PIP₂ molecules within the bilayer are shown as red ovals. On the left is depicted the scenario of restricted PIP₂ diffusion, resulting in local PIP₂ microdomains. A hypothetical microdomain is shaded grey. Stimulation of the PLC-coupled receptor within the microdomain causes a drop of local [PIP₂] without appreciably affecting global membrane PIP₂ abundance. In this case, triggering of the receptor only affects spatially co-localized channels. Depicted on the right is the opposing scenario in which free lateral diffusion of PIP₂ is permitted within the entire membrane area. Strong stimulation of PLC-coupled receptors in this case depletes [PIP₂] globally, affecting all PIP₂-sensitive membrane targets. L, ligand of the G_q/11-coupled receptor; PLC, phospholipase C.

Figure 2. Depiction of how channels isolated in the patch of membrane in the cell-attached pipette can be inhibited within the context of PIP₂ as a diffusible messenger

PIP₂ molecules within the bilayer are shown as red ovals. We assume that neither ligand-bound receptors nor activated PLC can diffuse through the membrane into the pipette tip, an assumption supported by previous work (Soejima & Noma, 1984). Stimulation of G_q/11-coupled receptors in the membrane outside of the patch results in global lowering of [PIP₂], a gradient of [PIP₂] between the membrane patch and the membrane outside of the patch, diffusion of PIP₂ from the patch to the rest of the cell membrane, lowered [PIP₂] in the membrane patch, and unbinding of PIP₂ from the channel, resulting in its inhibition. Note that such a result is predicated on free diffusion of PIP₂ within the lipid bilayer. L, ligand of the G_q/11-coupled receptor; PLC, phospholipase C.

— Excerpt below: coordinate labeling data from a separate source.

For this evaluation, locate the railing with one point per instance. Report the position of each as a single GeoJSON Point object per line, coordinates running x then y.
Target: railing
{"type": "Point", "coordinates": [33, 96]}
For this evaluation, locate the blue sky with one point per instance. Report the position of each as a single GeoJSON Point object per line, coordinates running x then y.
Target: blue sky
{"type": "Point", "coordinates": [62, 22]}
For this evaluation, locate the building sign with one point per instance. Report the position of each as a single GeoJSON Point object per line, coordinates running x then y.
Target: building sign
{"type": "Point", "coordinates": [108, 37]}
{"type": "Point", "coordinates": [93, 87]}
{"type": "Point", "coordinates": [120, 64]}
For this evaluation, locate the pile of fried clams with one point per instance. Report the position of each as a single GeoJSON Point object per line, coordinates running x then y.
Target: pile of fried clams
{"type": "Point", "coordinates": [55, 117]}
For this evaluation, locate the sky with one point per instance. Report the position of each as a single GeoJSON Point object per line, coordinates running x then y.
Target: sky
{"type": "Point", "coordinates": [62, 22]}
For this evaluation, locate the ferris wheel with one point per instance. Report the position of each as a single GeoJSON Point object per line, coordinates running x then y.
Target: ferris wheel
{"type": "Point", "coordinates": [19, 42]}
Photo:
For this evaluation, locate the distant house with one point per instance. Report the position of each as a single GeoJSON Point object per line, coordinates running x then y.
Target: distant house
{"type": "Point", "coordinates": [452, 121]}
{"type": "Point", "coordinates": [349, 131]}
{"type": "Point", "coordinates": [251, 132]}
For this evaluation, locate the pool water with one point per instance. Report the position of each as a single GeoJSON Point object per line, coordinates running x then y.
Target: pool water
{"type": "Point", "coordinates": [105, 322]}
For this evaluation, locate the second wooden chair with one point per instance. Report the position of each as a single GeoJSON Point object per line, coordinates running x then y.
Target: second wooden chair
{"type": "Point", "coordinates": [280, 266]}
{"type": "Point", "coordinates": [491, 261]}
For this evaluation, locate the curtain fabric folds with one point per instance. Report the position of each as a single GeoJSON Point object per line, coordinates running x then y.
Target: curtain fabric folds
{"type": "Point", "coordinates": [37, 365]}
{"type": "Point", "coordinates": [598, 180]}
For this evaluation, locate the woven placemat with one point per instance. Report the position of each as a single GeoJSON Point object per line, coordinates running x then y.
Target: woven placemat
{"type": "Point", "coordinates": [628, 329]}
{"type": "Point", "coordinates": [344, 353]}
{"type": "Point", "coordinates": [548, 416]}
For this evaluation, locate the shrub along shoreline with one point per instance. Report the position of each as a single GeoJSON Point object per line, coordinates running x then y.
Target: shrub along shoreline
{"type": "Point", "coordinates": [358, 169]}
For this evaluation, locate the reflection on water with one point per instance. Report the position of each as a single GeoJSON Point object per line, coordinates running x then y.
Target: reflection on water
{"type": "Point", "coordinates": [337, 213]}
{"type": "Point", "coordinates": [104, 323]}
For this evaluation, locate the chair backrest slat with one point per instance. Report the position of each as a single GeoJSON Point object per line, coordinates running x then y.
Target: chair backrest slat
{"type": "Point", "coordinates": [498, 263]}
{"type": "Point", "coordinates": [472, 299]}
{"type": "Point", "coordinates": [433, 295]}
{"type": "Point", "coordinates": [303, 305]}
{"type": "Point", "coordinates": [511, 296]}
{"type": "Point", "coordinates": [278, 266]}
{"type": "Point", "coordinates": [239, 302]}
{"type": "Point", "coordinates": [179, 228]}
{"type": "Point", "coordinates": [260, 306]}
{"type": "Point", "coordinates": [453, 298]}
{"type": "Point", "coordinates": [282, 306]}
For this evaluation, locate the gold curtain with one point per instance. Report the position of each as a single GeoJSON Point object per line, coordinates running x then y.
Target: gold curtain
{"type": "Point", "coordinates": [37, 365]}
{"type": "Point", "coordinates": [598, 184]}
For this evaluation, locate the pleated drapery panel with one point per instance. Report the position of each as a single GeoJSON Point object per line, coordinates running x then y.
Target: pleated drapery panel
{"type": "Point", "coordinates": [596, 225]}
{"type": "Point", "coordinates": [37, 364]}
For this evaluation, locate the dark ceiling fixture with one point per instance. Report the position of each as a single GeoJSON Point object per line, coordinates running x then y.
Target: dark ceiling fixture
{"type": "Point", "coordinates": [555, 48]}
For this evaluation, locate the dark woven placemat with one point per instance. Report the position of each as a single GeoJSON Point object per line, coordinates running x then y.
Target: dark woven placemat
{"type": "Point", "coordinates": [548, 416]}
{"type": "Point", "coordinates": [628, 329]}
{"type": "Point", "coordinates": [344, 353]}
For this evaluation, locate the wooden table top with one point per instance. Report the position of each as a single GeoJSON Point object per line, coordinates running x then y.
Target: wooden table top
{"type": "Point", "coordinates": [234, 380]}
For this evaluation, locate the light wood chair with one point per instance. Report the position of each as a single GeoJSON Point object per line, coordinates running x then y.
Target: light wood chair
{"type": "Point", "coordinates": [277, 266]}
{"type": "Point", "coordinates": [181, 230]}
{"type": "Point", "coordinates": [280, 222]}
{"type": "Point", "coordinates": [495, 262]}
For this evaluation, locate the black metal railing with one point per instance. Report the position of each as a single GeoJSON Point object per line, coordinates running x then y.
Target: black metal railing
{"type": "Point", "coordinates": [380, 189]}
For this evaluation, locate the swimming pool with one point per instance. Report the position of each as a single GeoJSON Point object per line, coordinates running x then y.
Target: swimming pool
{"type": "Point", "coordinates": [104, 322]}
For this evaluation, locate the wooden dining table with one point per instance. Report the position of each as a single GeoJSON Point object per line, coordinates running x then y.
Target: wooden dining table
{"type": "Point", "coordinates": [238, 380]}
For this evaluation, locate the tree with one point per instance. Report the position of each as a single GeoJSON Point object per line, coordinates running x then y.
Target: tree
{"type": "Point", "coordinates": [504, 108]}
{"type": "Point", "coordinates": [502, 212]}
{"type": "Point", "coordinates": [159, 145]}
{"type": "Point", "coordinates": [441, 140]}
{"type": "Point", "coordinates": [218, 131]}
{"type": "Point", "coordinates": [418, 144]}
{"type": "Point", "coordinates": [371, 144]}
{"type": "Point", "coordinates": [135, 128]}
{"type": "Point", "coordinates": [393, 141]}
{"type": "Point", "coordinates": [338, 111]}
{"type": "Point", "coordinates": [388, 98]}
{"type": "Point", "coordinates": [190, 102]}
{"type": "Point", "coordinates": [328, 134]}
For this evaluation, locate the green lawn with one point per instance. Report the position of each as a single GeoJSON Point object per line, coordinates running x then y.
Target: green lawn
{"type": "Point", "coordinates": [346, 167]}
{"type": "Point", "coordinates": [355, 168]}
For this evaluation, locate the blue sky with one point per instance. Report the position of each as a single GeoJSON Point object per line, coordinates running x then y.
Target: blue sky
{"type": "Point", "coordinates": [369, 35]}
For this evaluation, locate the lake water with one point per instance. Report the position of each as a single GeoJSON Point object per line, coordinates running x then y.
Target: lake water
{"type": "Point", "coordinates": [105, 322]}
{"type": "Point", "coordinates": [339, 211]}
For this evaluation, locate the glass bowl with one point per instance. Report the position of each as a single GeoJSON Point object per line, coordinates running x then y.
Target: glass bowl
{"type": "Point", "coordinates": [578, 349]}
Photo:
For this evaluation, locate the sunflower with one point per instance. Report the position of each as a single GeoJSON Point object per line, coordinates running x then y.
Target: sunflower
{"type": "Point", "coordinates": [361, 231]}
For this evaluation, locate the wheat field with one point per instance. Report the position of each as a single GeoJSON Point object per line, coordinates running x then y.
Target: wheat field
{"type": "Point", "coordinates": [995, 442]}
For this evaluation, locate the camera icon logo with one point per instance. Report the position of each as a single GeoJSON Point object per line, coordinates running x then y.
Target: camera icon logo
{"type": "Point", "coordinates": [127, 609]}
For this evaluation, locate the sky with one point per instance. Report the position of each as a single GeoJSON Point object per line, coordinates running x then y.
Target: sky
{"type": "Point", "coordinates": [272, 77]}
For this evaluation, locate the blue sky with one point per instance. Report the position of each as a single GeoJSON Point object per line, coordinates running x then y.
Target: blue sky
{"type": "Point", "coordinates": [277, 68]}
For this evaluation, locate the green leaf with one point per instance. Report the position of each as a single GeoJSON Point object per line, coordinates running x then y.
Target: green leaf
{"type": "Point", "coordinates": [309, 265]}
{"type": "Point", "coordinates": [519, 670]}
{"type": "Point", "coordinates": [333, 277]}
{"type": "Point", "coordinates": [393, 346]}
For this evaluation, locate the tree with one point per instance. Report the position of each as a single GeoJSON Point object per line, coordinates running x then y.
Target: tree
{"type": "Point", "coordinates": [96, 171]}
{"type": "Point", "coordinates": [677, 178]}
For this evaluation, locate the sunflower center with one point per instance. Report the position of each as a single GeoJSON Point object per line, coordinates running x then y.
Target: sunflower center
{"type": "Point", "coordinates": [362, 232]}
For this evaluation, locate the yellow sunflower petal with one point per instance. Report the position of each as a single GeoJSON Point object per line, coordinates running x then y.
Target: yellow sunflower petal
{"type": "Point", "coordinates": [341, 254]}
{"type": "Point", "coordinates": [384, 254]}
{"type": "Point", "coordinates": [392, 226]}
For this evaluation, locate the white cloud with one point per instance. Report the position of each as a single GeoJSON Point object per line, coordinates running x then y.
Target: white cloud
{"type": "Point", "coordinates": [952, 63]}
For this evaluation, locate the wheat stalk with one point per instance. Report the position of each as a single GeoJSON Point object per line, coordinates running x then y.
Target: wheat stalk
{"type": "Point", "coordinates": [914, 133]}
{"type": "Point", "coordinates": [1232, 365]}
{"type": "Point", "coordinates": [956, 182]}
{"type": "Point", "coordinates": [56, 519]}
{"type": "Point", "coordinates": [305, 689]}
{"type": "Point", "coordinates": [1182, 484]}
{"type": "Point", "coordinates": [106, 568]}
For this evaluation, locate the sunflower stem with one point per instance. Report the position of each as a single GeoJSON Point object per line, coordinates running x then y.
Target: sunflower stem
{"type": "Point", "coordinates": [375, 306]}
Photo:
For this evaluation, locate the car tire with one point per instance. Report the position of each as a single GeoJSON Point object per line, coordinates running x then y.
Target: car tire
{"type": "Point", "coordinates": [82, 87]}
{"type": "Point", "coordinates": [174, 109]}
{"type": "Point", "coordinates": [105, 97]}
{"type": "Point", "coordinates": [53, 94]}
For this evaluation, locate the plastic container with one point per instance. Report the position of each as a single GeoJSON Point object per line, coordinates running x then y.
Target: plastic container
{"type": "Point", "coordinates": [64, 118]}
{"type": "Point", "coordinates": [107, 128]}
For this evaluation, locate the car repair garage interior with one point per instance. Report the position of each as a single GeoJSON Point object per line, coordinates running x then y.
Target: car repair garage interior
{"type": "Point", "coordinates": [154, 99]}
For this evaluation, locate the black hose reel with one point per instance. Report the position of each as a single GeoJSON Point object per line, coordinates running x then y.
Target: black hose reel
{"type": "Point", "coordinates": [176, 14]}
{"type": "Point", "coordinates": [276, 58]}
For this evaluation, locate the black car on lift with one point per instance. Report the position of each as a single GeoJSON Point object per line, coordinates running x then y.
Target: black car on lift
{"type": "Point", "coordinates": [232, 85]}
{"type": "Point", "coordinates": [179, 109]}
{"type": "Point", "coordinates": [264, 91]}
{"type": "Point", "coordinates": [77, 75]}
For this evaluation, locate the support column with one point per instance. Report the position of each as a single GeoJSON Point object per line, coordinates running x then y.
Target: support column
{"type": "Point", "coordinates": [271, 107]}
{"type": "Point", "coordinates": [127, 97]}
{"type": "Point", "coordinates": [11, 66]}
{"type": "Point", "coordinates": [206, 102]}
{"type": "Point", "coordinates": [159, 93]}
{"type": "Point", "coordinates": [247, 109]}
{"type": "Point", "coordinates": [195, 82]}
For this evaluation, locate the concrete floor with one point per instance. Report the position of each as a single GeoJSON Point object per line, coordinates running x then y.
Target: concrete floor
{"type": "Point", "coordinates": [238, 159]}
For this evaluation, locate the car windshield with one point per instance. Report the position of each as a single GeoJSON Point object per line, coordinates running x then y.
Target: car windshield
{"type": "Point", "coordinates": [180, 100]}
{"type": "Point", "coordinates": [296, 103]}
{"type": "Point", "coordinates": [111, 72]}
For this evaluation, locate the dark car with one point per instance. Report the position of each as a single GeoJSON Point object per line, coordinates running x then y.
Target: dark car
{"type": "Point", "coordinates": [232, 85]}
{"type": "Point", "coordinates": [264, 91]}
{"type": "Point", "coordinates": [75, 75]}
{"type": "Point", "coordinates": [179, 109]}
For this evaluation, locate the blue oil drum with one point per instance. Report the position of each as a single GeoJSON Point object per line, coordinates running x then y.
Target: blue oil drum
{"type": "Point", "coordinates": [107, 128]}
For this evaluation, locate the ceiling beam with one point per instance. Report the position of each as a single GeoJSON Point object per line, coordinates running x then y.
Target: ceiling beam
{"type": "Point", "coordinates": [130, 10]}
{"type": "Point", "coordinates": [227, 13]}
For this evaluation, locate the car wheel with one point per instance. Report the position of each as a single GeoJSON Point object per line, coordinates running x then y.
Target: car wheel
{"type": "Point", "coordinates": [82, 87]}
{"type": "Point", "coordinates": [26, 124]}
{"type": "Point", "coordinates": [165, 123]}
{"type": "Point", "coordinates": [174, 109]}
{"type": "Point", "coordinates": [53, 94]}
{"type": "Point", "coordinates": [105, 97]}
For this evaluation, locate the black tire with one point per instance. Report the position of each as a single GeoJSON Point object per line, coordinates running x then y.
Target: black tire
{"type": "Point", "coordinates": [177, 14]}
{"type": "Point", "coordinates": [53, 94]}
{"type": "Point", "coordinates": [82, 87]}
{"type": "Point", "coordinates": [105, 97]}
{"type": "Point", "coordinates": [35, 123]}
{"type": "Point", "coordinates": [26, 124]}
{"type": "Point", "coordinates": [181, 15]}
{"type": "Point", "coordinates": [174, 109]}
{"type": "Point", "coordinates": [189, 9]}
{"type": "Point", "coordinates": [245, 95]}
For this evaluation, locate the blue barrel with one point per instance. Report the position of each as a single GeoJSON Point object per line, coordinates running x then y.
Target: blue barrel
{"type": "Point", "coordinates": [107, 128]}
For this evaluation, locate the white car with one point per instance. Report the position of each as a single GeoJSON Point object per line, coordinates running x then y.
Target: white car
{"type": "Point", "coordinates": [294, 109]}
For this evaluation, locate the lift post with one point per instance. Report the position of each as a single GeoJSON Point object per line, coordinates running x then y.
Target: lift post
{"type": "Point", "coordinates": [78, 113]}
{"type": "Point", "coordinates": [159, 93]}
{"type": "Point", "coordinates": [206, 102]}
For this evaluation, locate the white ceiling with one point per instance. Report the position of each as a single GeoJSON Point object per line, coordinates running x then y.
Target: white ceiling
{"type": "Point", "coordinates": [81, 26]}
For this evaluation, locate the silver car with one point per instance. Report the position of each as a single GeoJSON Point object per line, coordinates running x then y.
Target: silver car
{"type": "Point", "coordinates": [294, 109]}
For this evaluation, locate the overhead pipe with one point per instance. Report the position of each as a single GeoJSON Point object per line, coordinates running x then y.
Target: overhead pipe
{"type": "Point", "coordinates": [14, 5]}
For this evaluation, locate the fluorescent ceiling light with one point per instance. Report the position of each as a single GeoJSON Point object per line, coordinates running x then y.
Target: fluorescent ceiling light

Figure 3. ‘Buffering’ of global plasma membrane PIP₂ pool

Hypothesis of ‘buffering’ of global plasma membrane PIP₂ pool by concurrent stimulation of PIP₂ hydrolysis and PIP₂ synthesis (or release from locally sequestered PIP₂ domains, such as proposed MARCKS–PIP₂ clusters) by those PLC-coupled receptors that induce Ca²⁺ transients (such as bradykinin B₂ and purinergic P₂Y receptors in SCG neurons). See text for details. L, ligand of the Gq/11-coupled receptor; PLC, phospholipase C; ER, endoplasmatic reticulum; IP₃, inositol 1,4,5-trisphosphate.